The latest petition was created through “We the People,” an online White House platform created by the Obama administration to allow citizens to petition their government for change. By law, if petitions reach 100,000 signatures, the administration is required to review the issue and provide a response.
“There’s not a national Jewish holiday,” said Imam. “So I’m not sure who started this and if they’re really thinking right, because I can’t imagine anybody recognizing a Muslim holiday for the whole country.”
Schools close for Islamic holidays in Dearborn, Mich.; Cambridge, Mass.; Burlington, Vt.; and parts of northern and central New Jersey.
Earlier this month, New York City’s new mayor, Bill de Blasio, said he would support closing schools on Islamic holidays — a position already supported by a majority of city council members but not the previous mayor, Michael Bloomberg.
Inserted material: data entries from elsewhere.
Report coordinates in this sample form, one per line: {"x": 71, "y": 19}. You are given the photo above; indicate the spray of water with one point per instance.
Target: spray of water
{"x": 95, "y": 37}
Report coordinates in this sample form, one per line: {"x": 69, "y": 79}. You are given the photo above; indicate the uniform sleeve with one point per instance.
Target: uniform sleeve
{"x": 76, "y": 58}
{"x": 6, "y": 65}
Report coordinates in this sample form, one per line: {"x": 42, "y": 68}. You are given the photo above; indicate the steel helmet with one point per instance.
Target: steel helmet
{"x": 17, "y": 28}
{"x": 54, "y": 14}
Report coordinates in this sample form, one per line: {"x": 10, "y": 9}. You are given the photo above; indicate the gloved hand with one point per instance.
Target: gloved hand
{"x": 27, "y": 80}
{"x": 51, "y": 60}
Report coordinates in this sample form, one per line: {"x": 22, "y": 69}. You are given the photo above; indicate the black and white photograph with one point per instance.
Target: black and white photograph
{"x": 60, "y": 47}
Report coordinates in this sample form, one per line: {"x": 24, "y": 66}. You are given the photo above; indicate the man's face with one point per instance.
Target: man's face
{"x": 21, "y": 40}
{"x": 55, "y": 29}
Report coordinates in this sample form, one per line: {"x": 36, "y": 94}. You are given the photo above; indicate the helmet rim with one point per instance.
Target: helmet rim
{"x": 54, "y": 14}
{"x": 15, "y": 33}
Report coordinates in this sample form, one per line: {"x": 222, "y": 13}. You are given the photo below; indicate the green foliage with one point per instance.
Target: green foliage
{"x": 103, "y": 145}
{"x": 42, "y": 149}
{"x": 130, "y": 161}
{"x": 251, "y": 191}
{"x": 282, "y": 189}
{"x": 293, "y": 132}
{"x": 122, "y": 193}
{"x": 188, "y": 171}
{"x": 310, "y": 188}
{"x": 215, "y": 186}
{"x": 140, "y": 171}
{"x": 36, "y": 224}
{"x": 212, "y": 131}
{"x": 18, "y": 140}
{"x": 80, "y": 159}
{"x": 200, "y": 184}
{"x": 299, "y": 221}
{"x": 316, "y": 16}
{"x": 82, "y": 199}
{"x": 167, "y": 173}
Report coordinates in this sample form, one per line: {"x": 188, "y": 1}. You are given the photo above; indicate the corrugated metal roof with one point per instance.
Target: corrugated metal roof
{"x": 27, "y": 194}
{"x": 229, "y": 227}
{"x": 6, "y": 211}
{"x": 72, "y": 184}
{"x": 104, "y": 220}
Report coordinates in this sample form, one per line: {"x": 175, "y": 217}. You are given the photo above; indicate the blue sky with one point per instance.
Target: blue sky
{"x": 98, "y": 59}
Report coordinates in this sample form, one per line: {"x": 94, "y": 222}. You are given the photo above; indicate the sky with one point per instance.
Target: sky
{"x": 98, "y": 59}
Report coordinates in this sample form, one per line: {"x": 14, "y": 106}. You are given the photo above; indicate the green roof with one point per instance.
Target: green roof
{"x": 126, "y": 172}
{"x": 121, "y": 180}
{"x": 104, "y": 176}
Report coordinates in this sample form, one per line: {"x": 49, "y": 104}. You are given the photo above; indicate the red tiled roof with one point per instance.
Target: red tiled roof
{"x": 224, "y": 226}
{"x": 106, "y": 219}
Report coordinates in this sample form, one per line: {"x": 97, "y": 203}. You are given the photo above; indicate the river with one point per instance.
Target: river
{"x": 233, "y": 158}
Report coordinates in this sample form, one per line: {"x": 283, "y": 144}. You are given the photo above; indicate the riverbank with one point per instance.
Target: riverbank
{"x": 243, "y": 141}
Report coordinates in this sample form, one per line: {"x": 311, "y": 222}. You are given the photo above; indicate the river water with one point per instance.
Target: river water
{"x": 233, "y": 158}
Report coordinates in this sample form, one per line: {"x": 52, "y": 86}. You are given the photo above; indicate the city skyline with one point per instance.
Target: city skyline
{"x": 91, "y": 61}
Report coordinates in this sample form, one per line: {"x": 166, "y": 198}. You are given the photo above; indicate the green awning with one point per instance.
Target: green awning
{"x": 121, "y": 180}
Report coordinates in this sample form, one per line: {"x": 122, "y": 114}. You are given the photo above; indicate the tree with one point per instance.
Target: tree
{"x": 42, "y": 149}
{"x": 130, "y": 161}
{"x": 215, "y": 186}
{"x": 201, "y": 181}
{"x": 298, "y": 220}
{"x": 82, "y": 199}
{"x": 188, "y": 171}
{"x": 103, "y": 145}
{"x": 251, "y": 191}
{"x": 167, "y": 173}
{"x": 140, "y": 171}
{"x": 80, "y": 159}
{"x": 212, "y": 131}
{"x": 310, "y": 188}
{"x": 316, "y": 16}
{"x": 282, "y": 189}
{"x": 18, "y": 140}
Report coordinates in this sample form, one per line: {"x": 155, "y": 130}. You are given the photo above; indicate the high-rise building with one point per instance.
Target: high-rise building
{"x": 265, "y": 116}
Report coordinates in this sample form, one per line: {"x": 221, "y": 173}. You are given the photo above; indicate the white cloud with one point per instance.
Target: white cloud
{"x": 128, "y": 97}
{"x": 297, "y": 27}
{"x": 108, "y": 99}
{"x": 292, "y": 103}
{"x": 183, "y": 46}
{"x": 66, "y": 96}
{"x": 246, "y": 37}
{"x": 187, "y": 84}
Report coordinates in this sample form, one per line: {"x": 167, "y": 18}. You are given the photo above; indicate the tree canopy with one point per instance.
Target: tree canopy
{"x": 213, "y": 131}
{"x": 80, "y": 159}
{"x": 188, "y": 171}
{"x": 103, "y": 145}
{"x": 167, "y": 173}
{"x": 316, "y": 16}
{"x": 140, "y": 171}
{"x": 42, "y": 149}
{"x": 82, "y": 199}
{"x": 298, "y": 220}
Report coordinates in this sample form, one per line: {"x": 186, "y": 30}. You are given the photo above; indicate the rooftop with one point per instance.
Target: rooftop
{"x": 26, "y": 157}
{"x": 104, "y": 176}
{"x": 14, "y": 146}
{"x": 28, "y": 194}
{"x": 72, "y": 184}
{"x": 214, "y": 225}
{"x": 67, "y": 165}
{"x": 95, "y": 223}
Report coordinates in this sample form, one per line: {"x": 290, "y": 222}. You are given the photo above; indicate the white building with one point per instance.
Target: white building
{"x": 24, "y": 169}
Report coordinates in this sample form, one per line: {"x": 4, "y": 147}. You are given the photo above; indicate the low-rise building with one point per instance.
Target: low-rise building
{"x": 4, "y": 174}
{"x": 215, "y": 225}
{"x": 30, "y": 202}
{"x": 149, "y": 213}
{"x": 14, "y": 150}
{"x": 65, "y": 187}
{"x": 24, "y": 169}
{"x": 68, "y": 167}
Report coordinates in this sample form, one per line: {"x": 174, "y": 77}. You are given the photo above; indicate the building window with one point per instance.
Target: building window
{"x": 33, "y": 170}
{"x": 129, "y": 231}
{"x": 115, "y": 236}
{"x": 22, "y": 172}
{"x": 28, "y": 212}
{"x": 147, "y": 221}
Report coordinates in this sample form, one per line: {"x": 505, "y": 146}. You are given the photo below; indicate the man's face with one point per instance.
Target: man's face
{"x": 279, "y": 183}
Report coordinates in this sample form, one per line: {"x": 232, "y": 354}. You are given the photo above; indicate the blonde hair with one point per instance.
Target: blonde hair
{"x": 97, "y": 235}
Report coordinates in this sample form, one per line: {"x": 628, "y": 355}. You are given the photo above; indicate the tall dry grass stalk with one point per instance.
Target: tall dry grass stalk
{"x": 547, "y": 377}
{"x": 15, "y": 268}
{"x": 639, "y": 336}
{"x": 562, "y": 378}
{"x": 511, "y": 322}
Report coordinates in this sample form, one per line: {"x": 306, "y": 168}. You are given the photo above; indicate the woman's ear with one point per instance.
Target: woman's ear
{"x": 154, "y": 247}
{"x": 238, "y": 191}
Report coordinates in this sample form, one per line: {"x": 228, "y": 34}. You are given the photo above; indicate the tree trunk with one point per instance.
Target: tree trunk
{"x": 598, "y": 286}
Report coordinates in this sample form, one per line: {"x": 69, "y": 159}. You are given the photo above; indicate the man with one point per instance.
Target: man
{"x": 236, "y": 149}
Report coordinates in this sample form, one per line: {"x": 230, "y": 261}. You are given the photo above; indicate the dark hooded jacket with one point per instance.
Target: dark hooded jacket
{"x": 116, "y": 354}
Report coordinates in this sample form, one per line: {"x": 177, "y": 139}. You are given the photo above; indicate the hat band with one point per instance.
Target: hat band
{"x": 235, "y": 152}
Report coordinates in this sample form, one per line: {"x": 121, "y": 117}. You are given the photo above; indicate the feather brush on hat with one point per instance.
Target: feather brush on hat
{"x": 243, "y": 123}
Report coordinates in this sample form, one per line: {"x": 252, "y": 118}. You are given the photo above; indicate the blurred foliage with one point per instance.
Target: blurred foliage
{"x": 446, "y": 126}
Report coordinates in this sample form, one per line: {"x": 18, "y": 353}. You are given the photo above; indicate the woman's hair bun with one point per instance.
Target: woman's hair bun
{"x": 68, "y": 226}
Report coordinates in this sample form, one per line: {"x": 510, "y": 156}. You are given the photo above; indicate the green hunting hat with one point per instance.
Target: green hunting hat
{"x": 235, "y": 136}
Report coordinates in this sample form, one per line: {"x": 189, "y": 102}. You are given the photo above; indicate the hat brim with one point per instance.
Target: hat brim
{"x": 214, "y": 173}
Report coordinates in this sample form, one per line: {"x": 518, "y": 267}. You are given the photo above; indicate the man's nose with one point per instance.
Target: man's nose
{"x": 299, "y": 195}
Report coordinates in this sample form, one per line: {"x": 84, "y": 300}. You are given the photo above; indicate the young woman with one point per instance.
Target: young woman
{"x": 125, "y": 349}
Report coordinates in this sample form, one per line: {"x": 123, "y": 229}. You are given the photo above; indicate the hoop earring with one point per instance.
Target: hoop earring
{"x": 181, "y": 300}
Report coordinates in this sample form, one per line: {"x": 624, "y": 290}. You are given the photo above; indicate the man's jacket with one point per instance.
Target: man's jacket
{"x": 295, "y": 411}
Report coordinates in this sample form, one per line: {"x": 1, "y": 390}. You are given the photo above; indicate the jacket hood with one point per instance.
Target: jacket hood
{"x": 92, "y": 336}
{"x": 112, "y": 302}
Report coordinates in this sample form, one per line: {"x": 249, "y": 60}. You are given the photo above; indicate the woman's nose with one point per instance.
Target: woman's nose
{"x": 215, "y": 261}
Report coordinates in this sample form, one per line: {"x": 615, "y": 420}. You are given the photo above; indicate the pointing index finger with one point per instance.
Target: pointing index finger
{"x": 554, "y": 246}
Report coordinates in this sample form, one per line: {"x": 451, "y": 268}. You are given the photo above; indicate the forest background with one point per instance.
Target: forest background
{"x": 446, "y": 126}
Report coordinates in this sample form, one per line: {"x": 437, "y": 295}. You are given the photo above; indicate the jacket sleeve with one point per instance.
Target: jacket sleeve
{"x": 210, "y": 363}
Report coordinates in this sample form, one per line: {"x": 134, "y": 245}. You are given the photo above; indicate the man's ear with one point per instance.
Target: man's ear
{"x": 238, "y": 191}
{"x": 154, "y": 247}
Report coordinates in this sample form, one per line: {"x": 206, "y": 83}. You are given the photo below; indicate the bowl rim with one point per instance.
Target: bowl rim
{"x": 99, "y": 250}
There have been efforts in Montgomery County, Md., and parts of Florida with significant Muslim populations to persuade school boards to close schools for Islamic holidays.
Still, the petition sparked spirited debate within the Muslim community. Opponents said it showed a lack of civic knowledge, since decisions about school holidays are not made by the executive branch of the federal government, but by local school boards. Others said the petition made Muslims seem unreasonable at a time when they are often accused of demanding special treatment.
“We have to consider what our contributions to this country have been. Essentially, we’ve been in this country for only 30 or 40 years,” said Rizwan Kadir, a business consultant in Chicago. “We haven’t done much for this country to demand something at the federal level.”
Activists Laila Alawa and Wardah Khalid, writing at the Muslim news blog AltMuslim.com, said: “While it is true that Muslims have been discriminated against in the past based on their faith, it does not mean that this is necessarily the reason why their holidays are being excluded from school calendars.”
Some Muslim parents also don’t want federal or local governments telling them when they should celebrate their holidays. The Muslim year and Muslim holidays are based on the lunar calendar. While many Muslims are comfortable relying on astronomical calculations to predict the moon’s movement years in advance, others believe the moon must be sighted by the human eye, making it impossible to schedule holidays in advance.
Nancy Khalil, a doctoral candidate in anthropology at Harvard University, said the petition needed to be considered in the context of who wrote it, namely, a group of middle-school students learning about civil rights.
“It speaks to their understanding of what religious rights are, and it shows they know they have to go out and work for them,” said Khalil. “To me, that seems like a constructive learning experience.”
She also noted that while the significant number of Muslims in Cambridge was the biggest factor in the decision to grant one Muslim holiday off for the year, the city’s school superintendent decided to propose the idea in part because he thought it would be a good way to do something positive for students who faced harassment.
Many Muslims say such decisions should be left up to local school boards who set minimum percentages of students necessary to have a religious holiday declared as a day off, while school districts where Muslims or students of other religions don’t have enough students to merit a day off should give those students excused absences.
“I grew up in a town of 1,100 people, and there weren’t any Muslim people there then, and there aren’t any there now,” said Imam, who likes the idea of a population threshold. “I don’t think the downstate farming communities are going to be able to all of a sudden handle an Eid holiday.”